O Poeta e a Saudade
A poesia inaugurou em mim uma saudade perene
Poeta não gosta do tempo que corre
Mas do tempo que arrasta
Revela todos os pequenos detalhes
Como o despertar da flor
Ou o sorriso da criança
Quando nela se abre uma janela de leite e esperança.
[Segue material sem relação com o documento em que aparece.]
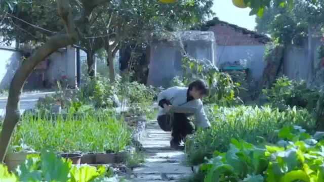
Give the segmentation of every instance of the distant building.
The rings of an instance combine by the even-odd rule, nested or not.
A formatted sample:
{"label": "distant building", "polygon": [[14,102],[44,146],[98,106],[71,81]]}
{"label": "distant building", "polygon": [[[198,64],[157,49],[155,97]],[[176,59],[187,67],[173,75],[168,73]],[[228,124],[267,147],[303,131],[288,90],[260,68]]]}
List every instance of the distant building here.
{"label": "distant building", "polygon": [[214,32],[216,66],[221,69],[241,64],[249,69],[250,79],[260,80],[266,66],[263,57],[266,44],[270,41],[269,37],[217,18],[207,22],[201,29]]}

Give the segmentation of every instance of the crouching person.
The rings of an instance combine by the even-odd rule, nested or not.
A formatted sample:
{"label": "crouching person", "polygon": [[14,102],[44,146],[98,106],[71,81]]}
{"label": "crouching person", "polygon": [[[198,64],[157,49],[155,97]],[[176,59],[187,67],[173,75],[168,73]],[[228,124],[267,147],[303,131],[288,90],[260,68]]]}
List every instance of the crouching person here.
{"label": "crouching person", "polygon": [[[210,126],[201,100],[208,93],[206,83],[197,80],[191,83],[188,87],[174,86],[159,94],[157,122],[161,129],[172,132],[170,141],[172,148],[184,149],[180,143],[187,135],[193,132],[194,124],[196,128]],[[178,112],[177,110],[181,111]],[[193,123],[188,118],[191,115],[194,116]]]}

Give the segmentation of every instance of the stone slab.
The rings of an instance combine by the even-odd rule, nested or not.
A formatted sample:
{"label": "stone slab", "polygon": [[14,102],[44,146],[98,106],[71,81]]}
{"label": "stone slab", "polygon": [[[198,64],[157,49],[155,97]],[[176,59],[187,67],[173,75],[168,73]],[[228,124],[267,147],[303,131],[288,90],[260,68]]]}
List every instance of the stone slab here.
{"label": "stone slab", "polygon": [[134,169],[136,174],[158,174],[163,173],[171,174],[190,174],[191,168],[182,165],[181,163],[168,164],[165,162],[146,162],[142,166]]}
{"label": "stone slab", "polygon": [[186,175],[185,174],[167,174],[166,176],[163,176],[160,174],[152,174],[145,175],[140,174],[138,175],[133,175],[133,181],[176,181],[178,179],[185,177]]}

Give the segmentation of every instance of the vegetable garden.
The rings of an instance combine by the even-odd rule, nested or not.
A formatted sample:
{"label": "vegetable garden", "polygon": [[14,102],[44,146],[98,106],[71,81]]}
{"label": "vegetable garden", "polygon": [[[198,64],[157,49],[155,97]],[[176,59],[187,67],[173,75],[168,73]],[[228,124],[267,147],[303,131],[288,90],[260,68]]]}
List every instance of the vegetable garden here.
{"label": "vegetable garden", "polygon": [[[13,11],[12,2],[4,2],[5,9]],[[159,1],[152,3],[151,8],[145,1],[130,1],[124,4],[114,1],[110,6],[115,7],[111,9],[103,9],[101,5],[105,4],[104,1],[99,0],[77,1],[75,4],[70,4],[69,1],[56,2],[57,5],[51,2],[48,5],[54,5],[55,7],[57,5],[57,18],[60,18],[63,24],[55,28],[60,29],[56,30],[57,32],[66,32],[66,34],[55,35],[49,40],[40,40],[42,43],[35,43],[38,49],[33,56],[24,61],[14,77],[9,92],[6,118],[0,122],[0,139],[4,143],[0,146],[0,155],[4,156],[5,163],[0,164],[0,181],[123,181],[125,174],[113,167],[120,164],[132,169],[143,162],[143,149],[134,136],[138,134],[139,128],[145,128],[141,124],[156,119],[157,111],[153,106],[157,101],[157,95],[163,88],[130,81],[127,74],[115,77],[113,71],[109,73],[110,80],[100,75],[93,76],[93,63],[88,62],[89,77],[80,86],[72,89],[62,87],[58,82],[55,94],[40,99],[35,109],[26,111],[19,116],[17,111],[26,78],[38,63],[58,49],[78,41],[82,44],[86,44],[82,42],[83,39],[98,40],[92,37],[93,35],[87,34],[97,30],[99,32],[96,33],[102,33],[99,28],[98,30],[92,28],[102,25],[102,22],[96,24],[94,22],[97,20],[88,19],[95,10],[98,12],[95,11],[96,16],[93,17],[102,18],[105,23],[109,22],[109,26],[113,26],[111,22],[114,21],[127,21],[125,20],[138,16],[135,20],[126,22],[125,27],[120,28],[134,33],[132,36],[136,37],[146,35],[143,34],[147,33],[146,30],[160,27],[170,28],[173,25],[171,21],[178,26],[172,31],[192,26],[193,21],[212,14],[209,10],[212,2],[204,0],[195,3],[194,1],[179,1],[181,3],[178,3],[177,1]],[[159,2],[175,5],[163,7]],[[260,16],[270,6],[270,2],[233,1],[236,6],[249,7],[252,9],[251,15],[257,14]],[[281,7],[290,6],[294,2],[275,2]],[[202,4],[205,5],[203,7],[200,6]],[[71,7],[74,7],[73,11]],[[131,11],[127,9],[130,7]],[[116,15],[110,12],[113,9],[116,11],[119,8],[123,8],[122,11],[114,12],[117,13],[117,17],[120,15],[125,20],[115,20]],[[180,11],[184,9],[186,10]],[[107,10],[110,14],[102,15]],[[206,12],[202,13],[204,11]],[[74,20],[71,18],[72,14],[77,12],[79,16],[75,17],[79,19]],[[6,16],[9,14],[6,13]],[[164,16],[166,14],[171,15]],[[159,18],[160,16],[163,18]],[[109,21],[106,21],[107,17]],[[183,24],[178,22],[180,21]],[[94,24],[88,25],[92,21]],[[138,26],[149,22],[147,23],[149,26],[141,27],[142,30],[132,24],[133,22],[137,22],[135,25]],[[48,25],[44,23],[46,25]],[[111,34],[99,37],[107,37],[103,41],[108,42],[104,48],[109,55],[108,66],[112,64],[109,59],[116,54],[119,43],[138,43],[138,40],[134,40],[133,37],[121,38],[124,34],[130,34],[128,31],[120,33],[115,30],[122,25],[118,24],[116,25],[117,27],[107,31]],[[103,26],[106,31],[106,25]],[[132,30],[132,26],[138,29],[138,32]],[[63,27],[63,30],[61,29]],[[9,32],[9,34],[13,33]],[[32,37],[34,36],[34,33],[39,36],[39,32],[28,32]],[[116,35],[118,33],[120,34]],[[40,36],[48,38],[45,34]],[[22,35],[17,37],[22,38]],[[24,41],[36,41],[28,38]],[[96,42],[100,45],[98,46],[103,46],[105,43],[102,40]],[[144,40],[141,41],[141,45],[145,44]],[[114,43],[110,44],[111,42]],[[318,51],[321,58],[322,48],[321,46]],[[92,56],[93,51],[98,51],[90,50],[96,48],[87,48]],[[186,54],[182,61],[183,74],[174,78],[170,85],[185,86],[197,78],[206,80],[210,92],[203,101],[211,123],[208,129],[195,128],[195,133],[186,139],[186,161],[187,165],[192,166],[193,174],[184,180],[324,181],[324,94],[320,88],[311,89],[304,81],[277,76],[271,87],[259,92],[266,97],[264,104],[247,105],[238,97],[240,93],[246,91],[244,86],[247,84],[233,81],[239,80],[236,79],[239,75],[238,78],[231,77],[219,72],[212,63],[203,63]],[[111,71],[113,71],[113,66]]]}

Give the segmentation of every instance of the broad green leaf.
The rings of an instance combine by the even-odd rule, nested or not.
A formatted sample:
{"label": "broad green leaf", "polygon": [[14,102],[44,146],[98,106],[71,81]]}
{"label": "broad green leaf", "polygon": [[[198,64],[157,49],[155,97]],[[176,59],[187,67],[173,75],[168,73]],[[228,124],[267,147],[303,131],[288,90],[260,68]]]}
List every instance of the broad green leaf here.
{"label": "broad green leaf", "polygon": [[250,175],[248,174],[248,176],[243,179],[242,182],[263,182],[264,179],[263,176],[260,174],[256,175]]}
{"label": "broad green leaf", "polygon": [[40,160],[42,170],[46,181],[66,181],[68,179],[70,169],[70,161],[65,161],[58,158],[53,153],[44,152]]}
{"label": "broad green leaf", "polygon": [[280,182],[293,182],[297,180],[304,182],[310,181],[309,177],[305,171],[302,170],[296,170],[285,174],[280,179]]}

Tempo de poeta não tem meta
Apenas senta e espera
Como fim de tarde no interior
Os braços alaranjados do sol acariciando as idéias
Um potro esfregando-se na cerca
Lua cheia espetada na torre da igreja
Os olhos, os ouvidos, a alma
Vazios, inteiros, avidamente disponíveis
Para qualquer beleza que venha da vida.
Qualquer solavanco ou nesga de ar que passa
Mínima alegria ou tristeza
Alma de poeta é assim
Cheia de nadas
Esburacada como queijo bom
Porque não detém objeto
Guarda a perda
A nostalgia do que passou e não volta
Nem se repete.
Em cada dia que chega
O poeta nasce de novo
E recém nascido se encanta
Com essa vida sem molduras e sem limites
Descobre que não é só o desamor e indiferença que fazem sofrer
Sagradas lágrimas lhe brotam
Dos vastos lençóis do seu espírito.
A cada dia
Morre o poeta
Afogado, sem se debater, em lembranças queridas
A borra do café no coador
Restos de prosa fervida
Dura e boa como a velha rapadura
Cinzas de lenha queimada.
O poeta não busca as contradições
Elas o encontram
Nos extremos, confronta sua sina
De apagar água com fogo
Remexer no pó dos séculos
Renascer uma flor
Afagar as louras madeixas
Há muito fenecidas
Renovar esperança
Fazer brilhar na pele murcha
O viço mágico da criança
Alquimia impossível na ciência
Concreta na falta de tudo que já foi.